23 世間ではこれをデートっていうんだろうが

 ダイアナが持ち込んだ話はマイケルが聞き込みを指示してきた。ダイアナだけでなく他の課員にも身近な範囲でそういった話を聞かないか注意していてほしいという。


 最近は健康面関連の詐欺の話をちらほらと聞くようになってきたそうだ。なのでいつ警察から協力要請が来てもいいようにその手の情報を有しておこうということだ。


 デイビッドには兄のカールにも情報提供を依頼するように指示が出ている。


「前はあちらからの善意の情報提示でしたが、こちらからの依頼となると依頼料が発生すると思いますが」

「構いませんよ。有力な情報が入れば追加報酬もお支払いします」


 マイケルがそこまで言うなら、おそらく警察からの捜査要請がくるのが濃厚なのだろうとダイアナは思った。
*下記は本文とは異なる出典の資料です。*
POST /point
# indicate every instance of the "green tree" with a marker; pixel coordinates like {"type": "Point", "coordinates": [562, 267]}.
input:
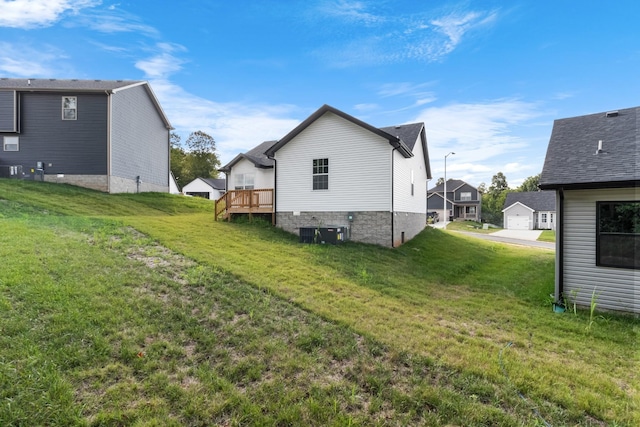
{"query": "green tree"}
{"type": "Point", "coordinates": [493, 199]}
{"type": "Point", "coordinates": [201, 158]}
{"type": "Point", "coordinates": [178, 156]}
{"type": "Point", "coordinates": [530, 184]}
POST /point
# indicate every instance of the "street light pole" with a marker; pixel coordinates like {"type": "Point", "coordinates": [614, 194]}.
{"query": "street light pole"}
{"type": "Point", "coordinates": [446, 211]}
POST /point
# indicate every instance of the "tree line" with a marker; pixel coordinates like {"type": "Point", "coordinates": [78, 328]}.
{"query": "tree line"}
{"type": "Point", "coordinates": [196, 159]}
{"type": "Point", "coordinates": [493, 197]}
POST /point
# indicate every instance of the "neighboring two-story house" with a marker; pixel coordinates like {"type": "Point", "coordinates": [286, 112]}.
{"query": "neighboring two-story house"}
{"type": "Point", "coordinates": [464, 201]}
{"type": "Point", "coordinates": [593, 165]}
{"type": "Point", "coordinates": [335, 170]}
{"type": "Point", "coordinates": [109, 135]}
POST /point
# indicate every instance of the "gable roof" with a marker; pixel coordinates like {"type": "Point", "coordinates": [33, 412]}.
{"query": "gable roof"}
{"type": "Point", "coordinates": [535, 200]}
{"type": "Point", "coordinates": [256, 156]}
{"type": "Point", "coordinates": [574, 161]}
{"type": "Point", "coordinates": [77, 85]}
{"type": "Point", "coordinates": [216, 183]}
{"type": "Point", "coordinates": [66, 84]}
{"type": "Point", "coordinates": [452, 185]}
{"type": "Point", "coordinates": [395, 141]}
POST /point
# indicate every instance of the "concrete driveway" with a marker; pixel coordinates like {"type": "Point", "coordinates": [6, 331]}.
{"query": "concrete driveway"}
{"type": "Point", "coordinates": [519, 234]}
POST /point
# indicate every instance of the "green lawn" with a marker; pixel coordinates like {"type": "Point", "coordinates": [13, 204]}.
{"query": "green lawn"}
{"type": "Point", "coordinates": [141, 310]}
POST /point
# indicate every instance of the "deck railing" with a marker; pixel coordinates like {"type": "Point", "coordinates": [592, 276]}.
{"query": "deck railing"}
{"type": "Point", "coordinates": [244, 202]}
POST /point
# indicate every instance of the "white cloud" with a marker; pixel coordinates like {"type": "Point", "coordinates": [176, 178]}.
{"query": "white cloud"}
{"type": "Point", "coordinates": [25, 61]}
{"type": "Point", "coordinates": [385, 39]}
{"type": "Point", "coordinates": [114, 20]}
{"type": "Point", "coordinates": [483, 137]}
{"type": "Point", "coordinates": [164, 63]}
{"type": "Point", "coordinates": [38, 13]}
{"type": "Point", "coordinates": [236, 127]}
{"type": "Point", "coordinates": [354, 11]}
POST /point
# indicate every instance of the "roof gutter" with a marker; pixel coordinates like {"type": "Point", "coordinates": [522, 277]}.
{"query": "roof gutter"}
{"type": "Point", "coordinates": [274, 217]}
{"type": "Point", "coordinates": [109, 118]}
{"type": "Point", "coordinates": [392, 196]}
{"type": "Point", "coordinates": [559, 245]}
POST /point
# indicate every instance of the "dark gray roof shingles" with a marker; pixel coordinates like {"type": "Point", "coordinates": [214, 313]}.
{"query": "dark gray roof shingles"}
{"type": "Point", "coordinates": [536, 200]}
{"type": "Point", "coordinates": [572, 158]}
{"type": "Point", "coordinates": [406, 133]}
{"type": "Point", "coordinates": [217, 183]}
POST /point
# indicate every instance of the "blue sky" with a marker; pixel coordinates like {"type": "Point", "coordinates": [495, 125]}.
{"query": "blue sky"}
{"type": "Point", "coordinates": [486, 77]}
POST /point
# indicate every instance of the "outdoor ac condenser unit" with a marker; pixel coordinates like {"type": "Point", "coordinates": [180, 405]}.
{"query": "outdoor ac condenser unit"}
{"type": "Point", "coordinates": [324, 235]}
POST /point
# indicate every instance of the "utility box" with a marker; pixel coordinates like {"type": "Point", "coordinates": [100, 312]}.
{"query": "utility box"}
{"type": "Point", "coordinates": [324, 235]}
{"type": "Point", "coordinates": [11, 171]}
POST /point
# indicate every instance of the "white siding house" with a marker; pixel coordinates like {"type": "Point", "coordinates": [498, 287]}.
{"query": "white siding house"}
{"type": "Point", "coordinates": [530, 210]}
{"type": "Point", "coordinates": [250, 170]}
{"type": "Point", "coordinates": [208, 188]}
{"type": "Point", "coordinates": [592, 163]}
{"type": "Point", "coordinates": [335, 170]}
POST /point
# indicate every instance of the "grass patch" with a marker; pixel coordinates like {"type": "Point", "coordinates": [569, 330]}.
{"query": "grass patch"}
{"type": "Point", "coordinates": [167, 317]}
{"type": "Point", "coordinates": [471, 226]}
{"type": "Point", "coordinates": [547, 236]}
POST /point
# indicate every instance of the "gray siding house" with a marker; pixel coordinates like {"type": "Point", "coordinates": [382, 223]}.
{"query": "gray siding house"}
{"type": "Point", "coordinates": [108, 135]}
{"type": "Point", "coordinates": [593, 165]}
{"type": "Point", "coordinates": [530, 210]}
{"type": "Point", "coordinates": [464, 201]}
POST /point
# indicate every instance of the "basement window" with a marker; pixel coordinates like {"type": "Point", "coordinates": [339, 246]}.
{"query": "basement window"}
{"type": "Point", "coordinates": [69, 108]}
{"type": "Point", "coordinates": [11, 143]}
{"type": "Point", "coordinates": [618, 234]}
{"type": "Point", "coordinates": [320, 174]}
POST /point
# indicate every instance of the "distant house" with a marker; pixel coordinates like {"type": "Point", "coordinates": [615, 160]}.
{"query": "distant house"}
{"type": "Point", "coordinates": [464, 201]}
{"type": "Point", "coordinates": [250, 170]}
{"type": "Point", "coordinates": [530, 210]}
{"type": "Point", "coordinates": [208, 188]}
{"type": "Point", "coordinates": [592, 164]}
{"type": "Point", "coordinates": [109, 135]}
{"type": "Point", "coordinates": [335, 170]}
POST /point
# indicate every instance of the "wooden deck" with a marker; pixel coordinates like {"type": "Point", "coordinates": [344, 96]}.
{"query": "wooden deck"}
{"type": "Point", "coordinates": [244, 202]}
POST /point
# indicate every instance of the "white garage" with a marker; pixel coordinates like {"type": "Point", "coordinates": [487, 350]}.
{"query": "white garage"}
{"type": "Point", "coordinates": [518, 223]}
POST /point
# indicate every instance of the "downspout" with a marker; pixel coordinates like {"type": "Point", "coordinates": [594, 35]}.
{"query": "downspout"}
{"type": "Point", "coordinates": [559, 246]}
{"type": "Point", "coordinates": [109, 106]}
{"type": "Point", "coordinates": [392, 197]}
{"type": "Point", "coordinates": [275, 185]}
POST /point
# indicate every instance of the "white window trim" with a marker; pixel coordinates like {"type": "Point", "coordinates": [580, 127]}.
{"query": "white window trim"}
{"type": "Point", "coordinates": [9, 141]}
{"type": "Point", "coordinates": [321, 174]}
{"type": "Point", "coordinates": [75, 109]}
 IMワークスは私設諜報組織だが実際は警察の下請けといってもいいほどの関係だ。諜報部の活動資金は警察からの協力金が大きな割合を占めている。警察側から依頼が来る前にある程度準備をしておけば心象がよいので割り増しをもらいやすいのだと、いつかマイケルが話していた。


 ちゃっかりしてるよなとダイナアは笑った。




 夜、ダイアナはフィットネスジムに向かった。

 あの男がいつ来るのか判らないので足しげく通うしか接触方法がない。


 ニ、三日通えば会えるかなと考えていたが、彼は意外に運動好きらしい。

 昨日と同じ時間に目的の男がやってきた。


 ダイアナと同じく二十代前半と思われるアッシュブロンドの彼は、なかなかの好青年だ。だが軽い睡眠障害を抱えている人独特のけだるさをまとっているように感じた。
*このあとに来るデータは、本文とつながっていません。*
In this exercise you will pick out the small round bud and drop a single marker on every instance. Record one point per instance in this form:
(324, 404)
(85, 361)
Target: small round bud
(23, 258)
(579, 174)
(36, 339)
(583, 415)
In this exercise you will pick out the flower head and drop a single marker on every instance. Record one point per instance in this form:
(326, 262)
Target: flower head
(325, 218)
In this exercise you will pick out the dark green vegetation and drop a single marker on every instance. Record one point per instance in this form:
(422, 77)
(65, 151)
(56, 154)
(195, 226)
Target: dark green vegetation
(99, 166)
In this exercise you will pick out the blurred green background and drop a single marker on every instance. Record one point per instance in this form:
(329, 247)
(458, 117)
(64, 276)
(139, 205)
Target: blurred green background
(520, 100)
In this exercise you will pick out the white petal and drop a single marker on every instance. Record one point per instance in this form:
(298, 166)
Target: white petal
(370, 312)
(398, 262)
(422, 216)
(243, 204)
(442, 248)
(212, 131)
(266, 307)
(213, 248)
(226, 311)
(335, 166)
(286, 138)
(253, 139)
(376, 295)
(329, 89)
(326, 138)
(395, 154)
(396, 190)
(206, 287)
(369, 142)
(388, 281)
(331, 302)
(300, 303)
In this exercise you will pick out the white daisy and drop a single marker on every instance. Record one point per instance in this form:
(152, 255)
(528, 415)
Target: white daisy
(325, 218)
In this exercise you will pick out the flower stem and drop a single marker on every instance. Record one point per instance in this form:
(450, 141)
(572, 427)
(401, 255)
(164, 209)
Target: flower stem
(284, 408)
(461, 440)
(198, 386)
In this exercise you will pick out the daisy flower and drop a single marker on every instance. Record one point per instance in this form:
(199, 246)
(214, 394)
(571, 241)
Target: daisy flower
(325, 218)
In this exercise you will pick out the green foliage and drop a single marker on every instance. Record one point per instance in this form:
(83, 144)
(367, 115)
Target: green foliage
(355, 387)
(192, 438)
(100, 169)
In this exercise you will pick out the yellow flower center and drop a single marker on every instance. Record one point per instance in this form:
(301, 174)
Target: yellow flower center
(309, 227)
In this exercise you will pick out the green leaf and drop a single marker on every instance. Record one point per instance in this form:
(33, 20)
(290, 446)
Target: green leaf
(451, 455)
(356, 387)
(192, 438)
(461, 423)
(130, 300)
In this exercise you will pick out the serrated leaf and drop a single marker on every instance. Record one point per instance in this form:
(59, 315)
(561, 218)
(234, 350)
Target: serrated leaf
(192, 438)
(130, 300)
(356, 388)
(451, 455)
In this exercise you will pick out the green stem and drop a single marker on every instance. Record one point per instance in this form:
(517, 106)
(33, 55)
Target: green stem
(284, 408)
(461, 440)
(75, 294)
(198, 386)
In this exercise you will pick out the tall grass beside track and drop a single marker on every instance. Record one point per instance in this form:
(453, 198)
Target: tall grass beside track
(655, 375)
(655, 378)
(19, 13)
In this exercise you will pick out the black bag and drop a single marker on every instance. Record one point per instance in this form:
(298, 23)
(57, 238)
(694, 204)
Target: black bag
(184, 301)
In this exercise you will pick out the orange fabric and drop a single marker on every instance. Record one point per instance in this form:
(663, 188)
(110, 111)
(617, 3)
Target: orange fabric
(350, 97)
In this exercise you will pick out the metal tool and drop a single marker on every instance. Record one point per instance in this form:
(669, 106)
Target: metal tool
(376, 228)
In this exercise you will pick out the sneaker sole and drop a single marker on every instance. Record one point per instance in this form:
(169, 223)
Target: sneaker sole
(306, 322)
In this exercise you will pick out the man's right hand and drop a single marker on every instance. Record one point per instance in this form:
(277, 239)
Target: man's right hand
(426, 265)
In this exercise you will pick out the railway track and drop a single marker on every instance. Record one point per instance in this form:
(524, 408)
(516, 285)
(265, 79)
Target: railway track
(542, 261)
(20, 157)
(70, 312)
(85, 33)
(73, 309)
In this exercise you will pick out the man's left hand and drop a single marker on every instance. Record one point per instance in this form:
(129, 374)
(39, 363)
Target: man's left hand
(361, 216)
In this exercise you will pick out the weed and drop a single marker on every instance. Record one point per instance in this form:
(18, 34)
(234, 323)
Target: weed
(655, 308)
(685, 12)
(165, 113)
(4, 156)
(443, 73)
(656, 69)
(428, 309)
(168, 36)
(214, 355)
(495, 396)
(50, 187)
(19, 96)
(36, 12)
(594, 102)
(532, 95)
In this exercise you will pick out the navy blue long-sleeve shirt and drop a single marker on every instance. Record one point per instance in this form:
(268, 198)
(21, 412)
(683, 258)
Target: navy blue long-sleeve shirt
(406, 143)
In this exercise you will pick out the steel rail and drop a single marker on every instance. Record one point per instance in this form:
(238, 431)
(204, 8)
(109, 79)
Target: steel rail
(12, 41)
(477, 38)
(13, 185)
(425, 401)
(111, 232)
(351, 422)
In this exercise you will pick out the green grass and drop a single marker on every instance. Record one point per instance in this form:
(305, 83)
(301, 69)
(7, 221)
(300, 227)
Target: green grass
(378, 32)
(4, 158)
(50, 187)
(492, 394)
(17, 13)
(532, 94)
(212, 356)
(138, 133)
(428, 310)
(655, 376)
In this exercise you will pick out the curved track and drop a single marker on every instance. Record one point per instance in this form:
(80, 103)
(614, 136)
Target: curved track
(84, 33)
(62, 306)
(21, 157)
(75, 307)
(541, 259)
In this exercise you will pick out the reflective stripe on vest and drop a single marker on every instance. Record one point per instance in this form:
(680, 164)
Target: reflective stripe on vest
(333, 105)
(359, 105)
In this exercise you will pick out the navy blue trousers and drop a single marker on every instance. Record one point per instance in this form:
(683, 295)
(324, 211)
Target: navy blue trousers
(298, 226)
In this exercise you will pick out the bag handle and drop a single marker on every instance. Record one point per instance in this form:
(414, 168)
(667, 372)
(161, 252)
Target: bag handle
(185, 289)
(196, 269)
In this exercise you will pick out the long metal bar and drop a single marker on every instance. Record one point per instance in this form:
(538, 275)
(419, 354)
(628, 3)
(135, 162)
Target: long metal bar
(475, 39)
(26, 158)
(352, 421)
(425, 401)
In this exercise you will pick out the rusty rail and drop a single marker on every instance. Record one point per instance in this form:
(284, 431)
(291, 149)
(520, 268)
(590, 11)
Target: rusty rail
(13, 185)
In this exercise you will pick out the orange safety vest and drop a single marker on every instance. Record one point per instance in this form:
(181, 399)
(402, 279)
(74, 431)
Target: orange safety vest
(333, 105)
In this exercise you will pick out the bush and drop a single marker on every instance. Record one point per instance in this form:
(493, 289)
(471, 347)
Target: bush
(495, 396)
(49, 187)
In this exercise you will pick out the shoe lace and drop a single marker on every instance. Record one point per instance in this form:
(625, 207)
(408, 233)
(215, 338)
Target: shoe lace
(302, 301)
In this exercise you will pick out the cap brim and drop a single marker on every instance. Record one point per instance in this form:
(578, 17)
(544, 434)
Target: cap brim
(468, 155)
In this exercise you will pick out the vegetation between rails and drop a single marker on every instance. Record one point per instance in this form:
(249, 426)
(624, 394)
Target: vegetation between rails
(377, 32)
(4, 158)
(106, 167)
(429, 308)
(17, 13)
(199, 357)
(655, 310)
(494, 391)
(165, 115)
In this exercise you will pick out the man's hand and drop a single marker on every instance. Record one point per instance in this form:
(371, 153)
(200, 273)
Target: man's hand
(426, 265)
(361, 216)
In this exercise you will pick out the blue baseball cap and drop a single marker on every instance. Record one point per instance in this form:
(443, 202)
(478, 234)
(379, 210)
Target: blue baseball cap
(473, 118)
 快食快眠のダイアナには眠れないという状況はあまり実感できないが、たまにある寝つきの悪い日のことを考えると気の毒だなと思う。


「やぁ。またあったな」


 昨日と同じ、ストレッチ用のマットの上でダイアナは彼に声をかける。


「あぁ、こんばんは」

「なんか疲れてるっぽいな。まだ眠れてないのか?」

「そうだね、まったく眠れないわけじゃないんだけど」


 ストレッチで体をほぐしながら軽く自己紹介をする。


 彼、リチャードはこの二か月近く軽い不眠に悩まされている。毎日寝つきがすこぶる悪いというわけではないが、時々、明け方まで眠れない日があるという。

 睡眠外来に行ってみたら、ストレスが原因だろうということで安定剤を処方された。薬を飲んだ日はそこそこ寝つきはいいが、そう頻繁に通院する時間もなく、このひと月ほどは薬がない状態なのだそうだ。
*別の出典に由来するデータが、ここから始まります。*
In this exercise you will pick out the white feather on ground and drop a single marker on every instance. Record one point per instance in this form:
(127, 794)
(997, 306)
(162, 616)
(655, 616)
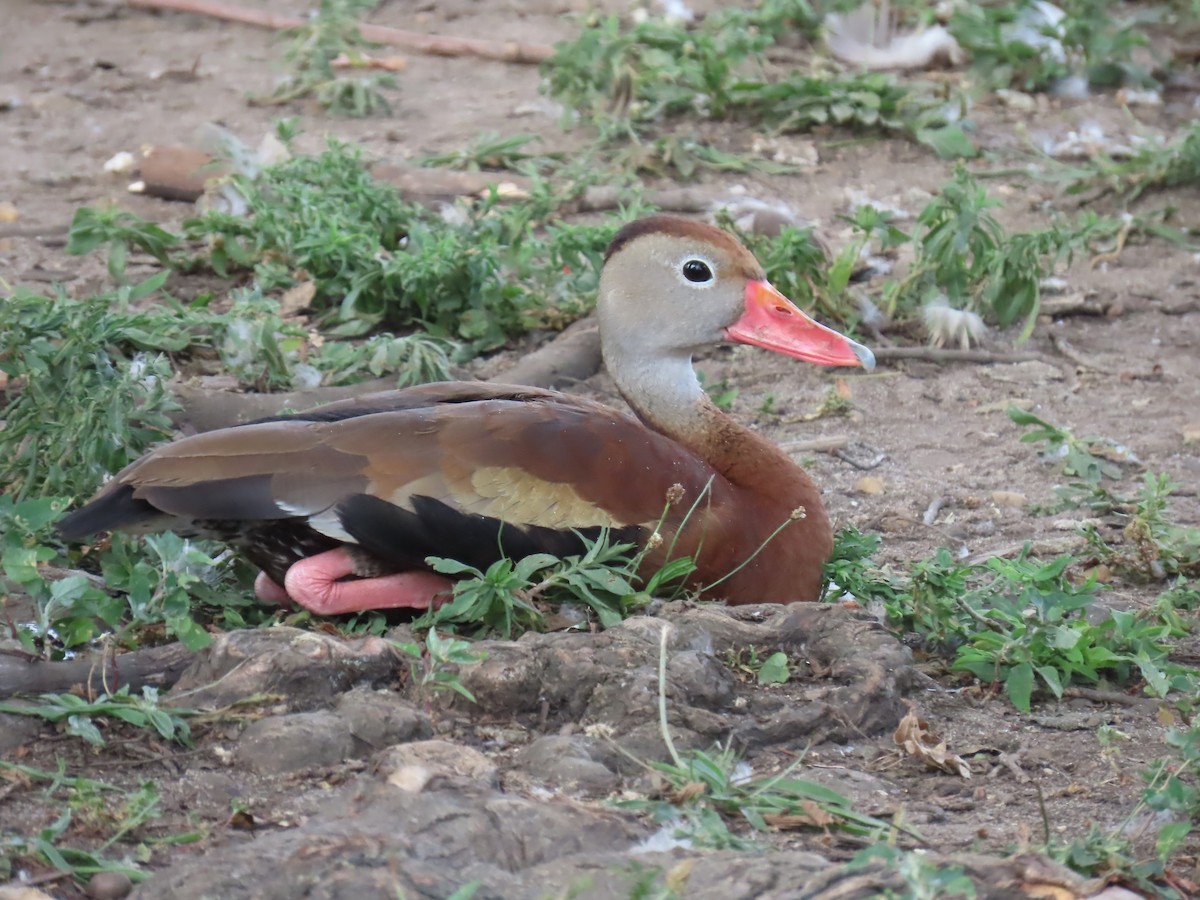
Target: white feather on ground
(865, 37)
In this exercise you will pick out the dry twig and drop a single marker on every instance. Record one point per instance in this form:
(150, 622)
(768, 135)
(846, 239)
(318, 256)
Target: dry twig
(413, 41)
(940, 354)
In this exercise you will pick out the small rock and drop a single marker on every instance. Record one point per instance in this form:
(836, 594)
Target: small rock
(16, 730)
(1008, 498)
(435, 759)
(869, 485)
(109, 886)
(565, 763)
(411, 778)
(121, 163)
(1017, 100)
(301, 741)
(19, 892)
(379, 719)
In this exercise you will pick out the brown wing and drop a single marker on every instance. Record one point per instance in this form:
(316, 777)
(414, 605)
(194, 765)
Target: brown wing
(413, 471)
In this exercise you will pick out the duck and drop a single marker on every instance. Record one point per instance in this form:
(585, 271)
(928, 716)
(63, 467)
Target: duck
(342, 505)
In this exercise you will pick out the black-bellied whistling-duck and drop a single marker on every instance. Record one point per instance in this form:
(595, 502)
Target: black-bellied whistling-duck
(370, 487)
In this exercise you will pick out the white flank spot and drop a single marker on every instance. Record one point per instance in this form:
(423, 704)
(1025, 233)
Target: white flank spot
(330, 525)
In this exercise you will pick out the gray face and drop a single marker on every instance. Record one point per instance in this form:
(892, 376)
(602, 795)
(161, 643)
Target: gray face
(665, 294)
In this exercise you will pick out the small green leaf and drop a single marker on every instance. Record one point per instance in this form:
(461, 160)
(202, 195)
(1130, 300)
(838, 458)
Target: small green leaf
(774, 670)
(1019, 684)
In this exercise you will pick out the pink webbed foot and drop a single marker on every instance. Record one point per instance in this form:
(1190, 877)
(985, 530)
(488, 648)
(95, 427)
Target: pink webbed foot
(315, 583)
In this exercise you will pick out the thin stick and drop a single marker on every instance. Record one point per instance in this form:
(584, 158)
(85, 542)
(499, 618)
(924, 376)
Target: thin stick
(826, 445)
(939, 354)
(413, 41)
(1065, 347)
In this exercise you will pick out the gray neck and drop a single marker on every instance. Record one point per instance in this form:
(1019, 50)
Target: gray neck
(663, 390)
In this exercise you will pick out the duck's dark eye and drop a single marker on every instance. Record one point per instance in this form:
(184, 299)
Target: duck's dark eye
(697, 270)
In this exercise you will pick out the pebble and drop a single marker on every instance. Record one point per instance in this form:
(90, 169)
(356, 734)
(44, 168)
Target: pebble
(869, 485)
(1008, 498)
(109, 886)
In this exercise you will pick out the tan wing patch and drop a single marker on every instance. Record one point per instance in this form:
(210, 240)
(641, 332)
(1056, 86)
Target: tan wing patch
(515, 496)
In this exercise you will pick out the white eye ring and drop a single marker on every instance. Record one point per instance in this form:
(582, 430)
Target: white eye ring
(696, 271)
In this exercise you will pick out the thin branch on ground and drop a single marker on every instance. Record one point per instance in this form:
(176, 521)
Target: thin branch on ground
(940, 354)
(413, 41)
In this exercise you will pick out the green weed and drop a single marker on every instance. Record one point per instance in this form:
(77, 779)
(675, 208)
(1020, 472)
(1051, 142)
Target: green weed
(1013, 46)
(923, 879)
(378, 261)
(964, 256)
(631, 79)
(430, 670)
(1158, 547)
(333, 31)
(504, 598)
(81, 715)
(707, 790)
(120, 231)
(1020, 624)
(107, 358)
(94, 813)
「大変だなぁ。なんかリラックスできる方法があればいいのにな」


 さて、このあたりでさすがにストレッチだけでは時間が持たなくなってきた。

 どうしようかなとダイアナが考えていると。


「リラックスか。よかったら、ジムの後、食事でもどうかな?」


 むこうから誘ってきた。渡りに船だ。


「いいよ。それじゃ一時間後に入口で」


 リチャードは嬉しそうにうなずいて、目的の運動器具へと向かっていった。


 捜査対象の男性と二人で夕食を摂ることは珍しくない。だましているわけではないが目的は相手の情報を引き出すことなので少しだけ申し訳なく思うがこれも犯罪者の実態を掴むためだと割り切って、ダイアナもランニングマシンへ向かった。




 二人が訪れたのはフレンチレストランだ。フレンチといっても高級店ではなく、地元民が気軽に夕食を楽しめる雰囲気のカジュアルな店だ。


 店の奥のテーブル席で向かい合って座る。


 リチャードは自動車のディーラーで働いているそうだ。最初は遠慮がちだった仕事への愚痴は、食事と酒が進むと堰を切ったようにあふれ出した。

 あぁこりゃストレスもたまるわなとダイアナは相槌をうちながらそっとため息を漏らした。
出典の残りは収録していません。